Their size, (11 x 15 feet or larger in the triptychs), the chapel built to house them and the general ambiance created by these vast dark canvases are utterly memorable. This is the artist who declared back in 1942, about his and Adolph Gottleib's work, "We favor the simple expression of the complex thought. We are for the large shape because it has the impact of the unequivocal..." Interestingly, in the next decade, he replied to critics who were claiming that he was working on a large scale to compensate for a lack of substance in his paintings. He wrote, "I realise that historically, the function of painting large pictures is painting something very grandiose and pompous. The reason I paint them, however ... is precisely because I want to be very intimate and human.

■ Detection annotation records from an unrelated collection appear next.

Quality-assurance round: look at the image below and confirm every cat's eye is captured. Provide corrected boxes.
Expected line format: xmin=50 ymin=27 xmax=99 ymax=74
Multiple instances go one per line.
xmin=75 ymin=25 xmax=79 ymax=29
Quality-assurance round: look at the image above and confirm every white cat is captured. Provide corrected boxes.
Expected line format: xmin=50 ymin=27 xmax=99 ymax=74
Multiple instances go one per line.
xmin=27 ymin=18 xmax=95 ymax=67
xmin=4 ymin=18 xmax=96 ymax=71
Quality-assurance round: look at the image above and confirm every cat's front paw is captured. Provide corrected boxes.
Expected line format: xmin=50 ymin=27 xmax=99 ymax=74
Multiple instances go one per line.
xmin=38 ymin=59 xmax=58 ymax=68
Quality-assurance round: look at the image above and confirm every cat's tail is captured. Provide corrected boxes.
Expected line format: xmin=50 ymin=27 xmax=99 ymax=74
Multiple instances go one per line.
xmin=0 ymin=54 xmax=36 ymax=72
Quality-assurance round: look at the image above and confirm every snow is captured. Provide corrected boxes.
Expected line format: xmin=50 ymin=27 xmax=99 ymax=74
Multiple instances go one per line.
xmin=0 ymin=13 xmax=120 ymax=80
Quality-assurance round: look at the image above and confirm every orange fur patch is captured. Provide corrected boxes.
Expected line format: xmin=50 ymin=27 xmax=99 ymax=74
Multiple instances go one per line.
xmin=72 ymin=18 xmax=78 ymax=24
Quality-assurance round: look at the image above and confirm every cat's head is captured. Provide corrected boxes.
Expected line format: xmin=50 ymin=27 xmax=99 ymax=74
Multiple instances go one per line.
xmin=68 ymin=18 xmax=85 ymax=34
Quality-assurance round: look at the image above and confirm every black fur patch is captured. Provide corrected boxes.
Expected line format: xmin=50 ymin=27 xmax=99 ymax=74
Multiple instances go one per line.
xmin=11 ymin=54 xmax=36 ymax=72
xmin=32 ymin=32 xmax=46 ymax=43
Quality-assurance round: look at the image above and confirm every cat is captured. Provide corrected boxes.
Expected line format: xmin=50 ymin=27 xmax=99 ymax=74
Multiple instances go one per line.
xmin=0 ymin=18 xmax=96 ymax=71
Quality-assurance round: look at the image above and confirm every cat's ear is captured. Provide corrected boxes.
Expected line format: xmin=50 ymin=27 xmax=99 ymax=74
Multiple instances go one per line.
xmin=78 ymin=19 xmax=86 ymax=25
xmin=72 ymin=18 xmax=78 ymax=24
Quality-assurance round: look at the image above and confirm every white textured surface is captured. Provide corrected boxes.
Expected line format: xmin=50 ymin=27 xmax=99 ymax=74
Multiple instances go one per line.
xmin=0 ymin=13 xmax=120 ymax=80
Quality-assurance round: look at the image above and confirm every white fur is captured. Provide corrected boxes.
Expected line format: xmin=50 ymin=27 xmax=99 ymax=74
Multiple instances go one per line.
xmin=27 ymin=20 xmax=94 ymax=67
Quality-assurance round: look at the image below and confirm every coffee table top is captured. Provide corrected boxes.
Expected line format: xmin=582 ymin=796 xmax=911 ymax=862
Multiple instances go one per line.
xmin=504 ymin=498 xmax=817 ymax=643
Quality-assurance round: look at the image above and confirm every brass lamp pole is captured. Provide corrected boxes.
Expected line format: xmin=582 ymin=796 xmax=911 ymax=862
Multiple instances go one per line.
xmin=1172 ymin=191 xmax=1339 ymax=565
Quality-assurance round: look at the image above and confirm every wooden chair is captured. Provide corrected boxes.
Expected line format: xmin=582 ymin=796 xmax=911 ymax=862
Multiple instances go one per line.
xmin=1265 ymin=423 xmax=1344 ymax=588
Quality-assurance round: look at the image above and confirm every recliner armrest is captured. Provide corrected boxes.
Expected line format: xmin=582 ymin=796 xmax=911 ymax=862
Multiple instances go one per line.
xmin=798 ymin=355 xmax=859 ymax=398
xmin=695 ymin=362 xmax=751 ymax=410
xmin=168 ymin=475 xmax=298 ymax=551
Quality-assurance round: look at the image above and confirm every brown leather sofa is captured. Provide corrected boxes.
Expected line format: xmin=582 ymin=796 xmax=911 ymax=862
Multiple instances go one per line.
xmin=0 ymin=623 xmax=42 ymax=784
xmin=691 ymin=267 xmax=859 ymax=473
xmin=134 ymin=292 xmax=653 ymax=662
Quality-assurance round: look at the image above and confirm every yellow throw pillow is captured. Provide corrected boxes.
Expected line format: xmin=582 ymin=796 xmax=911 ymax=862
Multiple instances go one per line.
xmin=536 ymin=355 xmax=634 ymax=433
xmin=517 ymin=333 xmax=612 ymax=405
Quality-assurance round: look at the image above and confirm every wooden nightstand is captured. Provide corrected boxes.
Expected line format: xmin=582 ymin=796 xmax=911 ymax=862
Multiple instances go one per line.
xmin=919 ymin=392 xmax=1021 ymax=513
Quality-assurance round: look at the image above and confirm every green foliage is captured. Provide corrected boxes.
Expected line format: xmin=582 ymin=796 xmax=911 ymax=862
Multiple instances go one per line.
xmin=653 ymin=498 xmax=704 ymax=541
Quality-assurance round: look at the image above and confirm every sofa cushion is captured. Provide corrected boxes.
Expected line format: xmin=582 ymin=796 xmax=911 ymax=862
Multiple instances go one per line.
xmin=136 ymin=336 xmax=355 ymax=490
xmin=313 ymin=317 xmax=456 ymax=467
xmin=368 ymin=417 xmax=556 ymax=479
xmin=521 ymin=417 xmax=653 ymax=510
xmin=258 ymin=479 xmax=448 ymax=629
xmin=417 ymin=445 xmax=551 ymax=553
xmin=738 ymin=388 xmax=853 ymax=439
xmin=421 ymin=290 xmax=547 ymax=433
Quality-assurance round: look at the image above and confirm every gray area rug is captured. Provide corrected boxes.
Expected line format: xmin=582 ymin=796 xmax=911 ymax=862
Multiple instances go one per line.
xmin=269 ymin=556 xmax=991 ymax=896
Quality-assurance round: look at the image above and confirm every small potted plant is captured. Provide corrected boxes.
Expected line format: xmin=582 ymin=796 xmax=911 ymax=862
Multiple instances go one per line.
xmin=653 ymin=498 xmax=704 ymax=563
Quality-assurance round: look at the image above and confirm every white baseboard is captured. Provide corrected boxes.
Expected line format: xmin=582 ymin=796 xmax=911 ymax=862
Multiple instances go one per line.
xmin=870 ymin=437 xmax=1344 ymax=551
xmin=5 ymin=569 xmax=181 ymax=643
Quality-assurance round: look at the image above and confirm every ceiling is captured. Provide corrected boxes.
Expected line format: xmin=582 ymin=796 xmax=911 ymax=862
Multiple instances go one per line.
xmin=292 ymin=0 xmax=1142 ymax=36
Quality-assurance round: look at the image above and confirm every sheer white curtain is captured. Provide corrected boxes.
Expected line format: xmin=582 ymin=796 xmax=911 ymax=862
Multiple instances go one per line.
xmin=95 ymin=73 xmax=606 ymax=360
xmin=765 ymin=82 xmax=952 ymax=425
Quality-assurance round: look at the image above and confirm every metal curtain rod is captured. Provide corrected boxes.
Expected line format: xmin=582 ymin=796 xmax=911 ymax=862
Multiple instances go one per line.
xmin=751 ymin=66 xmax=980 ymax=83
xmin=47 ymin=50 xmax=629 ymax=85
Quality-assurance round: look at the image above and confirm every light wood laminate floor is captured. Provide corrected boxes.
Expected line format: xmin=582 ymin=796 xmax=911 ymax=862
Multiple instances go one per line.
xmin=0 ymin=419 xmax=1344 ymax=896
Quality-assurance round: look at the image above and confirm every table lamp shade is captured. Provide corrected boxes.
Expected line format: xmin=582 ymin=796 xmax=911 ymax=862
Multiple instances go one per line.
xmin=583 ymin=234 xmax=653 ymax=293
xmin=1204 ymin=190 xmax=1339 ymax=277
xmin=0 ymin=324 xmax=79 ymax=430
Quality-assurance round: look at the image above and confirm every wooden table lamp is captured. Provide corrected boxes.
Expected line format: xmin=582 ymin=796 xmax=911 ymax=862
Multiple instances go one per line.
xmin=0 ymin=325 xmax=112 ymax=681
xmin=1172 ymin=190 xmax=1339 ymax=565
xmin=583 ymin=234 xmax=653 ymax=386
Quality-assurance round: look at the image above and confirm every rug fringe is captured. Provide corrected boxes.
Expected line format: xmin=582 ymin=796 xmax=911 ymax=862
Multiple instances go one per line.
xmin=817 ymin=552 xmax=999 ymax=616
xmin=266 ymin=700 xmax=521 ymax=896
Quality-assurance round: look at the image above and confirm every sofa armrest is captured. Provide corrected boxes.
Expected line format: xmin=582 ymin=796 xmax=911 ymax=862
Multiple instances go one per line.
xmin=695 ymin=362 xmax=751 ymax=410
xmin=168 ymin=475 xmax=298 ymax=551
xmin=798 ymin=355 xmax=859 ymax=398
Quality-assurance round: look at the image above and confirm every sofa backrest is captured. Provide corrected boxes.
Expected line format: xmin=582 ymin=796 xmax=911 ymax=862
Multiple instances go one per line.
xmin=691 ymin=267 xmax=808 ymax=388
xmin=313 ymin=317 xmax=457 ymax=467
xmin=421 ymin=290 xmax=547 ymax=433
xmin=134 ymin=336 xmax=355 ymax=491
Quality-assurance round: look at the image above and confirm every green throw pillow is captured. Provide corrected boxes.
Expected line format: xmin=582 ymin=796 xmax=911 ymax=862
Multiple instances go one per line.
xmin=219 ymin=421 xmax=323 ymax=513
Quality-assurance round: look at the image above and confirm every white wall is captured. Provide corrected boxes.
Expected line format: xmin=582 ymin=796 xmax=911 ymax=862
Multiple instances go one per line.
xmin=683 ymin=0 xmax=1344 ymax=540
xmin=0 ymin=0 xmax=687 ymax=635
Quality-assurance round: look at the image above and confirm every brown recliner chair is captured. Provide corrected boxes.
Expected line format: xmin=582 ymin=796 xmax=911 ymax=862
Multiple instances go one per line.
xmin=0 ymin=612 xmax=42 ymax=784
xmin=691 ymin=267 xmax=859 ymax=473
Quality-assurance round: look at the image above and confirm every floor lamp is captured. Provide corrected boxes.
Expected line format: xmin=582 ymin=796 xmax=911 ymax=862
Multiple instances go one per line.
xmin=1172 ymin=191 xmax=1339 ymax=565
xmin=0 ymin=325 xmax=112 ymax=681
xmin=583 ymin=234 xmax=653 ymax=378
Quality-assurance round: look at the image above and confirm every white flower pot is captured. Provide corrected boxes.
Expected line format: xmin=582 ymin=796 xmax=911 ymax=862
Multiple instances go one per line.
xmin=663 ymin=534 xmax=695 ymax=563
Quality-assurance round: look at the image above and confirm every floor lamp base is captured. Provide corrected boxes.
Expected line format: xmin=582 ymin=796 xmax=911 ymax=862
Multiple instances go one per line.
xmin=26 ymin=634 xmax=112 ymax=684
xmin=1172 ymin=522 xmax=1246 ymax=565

To paint a small picture is to place yourself outside your experience, to look upon an experience as a stereopticon view or with a reducing glass. However you paint the larger picture, you are in it. It isn't something you command!"
And yet, Rothko circles back to what Leonardo said, in terms of the viewer's ideal distance from his paintings. The span of centuries does not change this recommendation: Rothko suggested that eighteen inches are an ideal distance from which to view one of his canvases. Like Leonardo, Rothko knows that at those close quarters, a sense of intimacy leads to a dialogue with the art that can take the viewer far beyond self into the realm of the unknown.